We came here after a morning of the elusive sunrise at Angkor Wat. It is a short drive around the Angkor complex. It was getting close to noon, so the sun was bright and high in the sky. It is recommended, to make the most of your photos, as the best time to visit due to the thick foliage that causes darkness and shadow at other times of the day. Numerous tourists and tour groups swarmed the most photogenic areas. I patiently had to wait to get a photo in numerous areas only to be frustrated as I was jostled by the crowds or someone would walk into your shot without as much as an apology when it was finally my turn. The crowds made the temple less enjoyable and it certainly lost its mystique.
I wandered the many passages and paths that were like a maze within the complex itself. Many passages were narrow and shallow making me wonder how small the former Khmer people were. I got lost as I went inside and out from darkness to light, only to find my way when I encountered the small Buddha statues dressed in a variety of ways. Each Buddha was decorated slightly different helping me recall my route. The smell of intense in the air would tell me I was getting close to such a small altar with a local person passing you incense sticks for good luck, but then requesting a donation after doing so.
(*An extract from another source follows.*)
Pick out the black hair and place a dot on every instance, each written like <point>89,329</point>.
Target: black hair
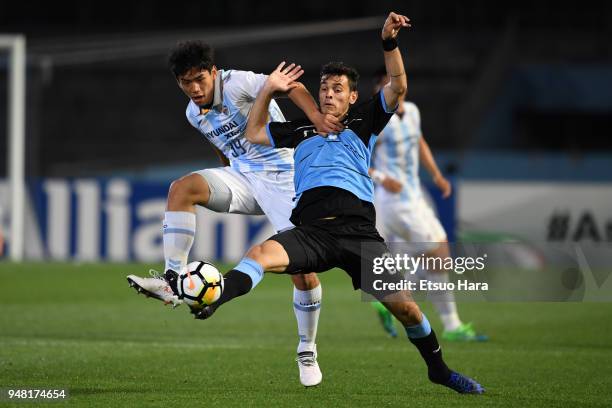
<point>339,68</point>
<point>188,55</point>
I found John again after getting separated in the large crowd earlier and we retraced our steps to leave. Outside the inner passages we walked along part of corridor one which was recently restored the other still crumbled and fallen. Few people ventured this way and it was much more enjoyable and serene. From here we could see the many walls that were set like mazes making me wonder what other secrets and passages we left unexplored. I wished to return to Ta Prohm again, hopefully without the crowds.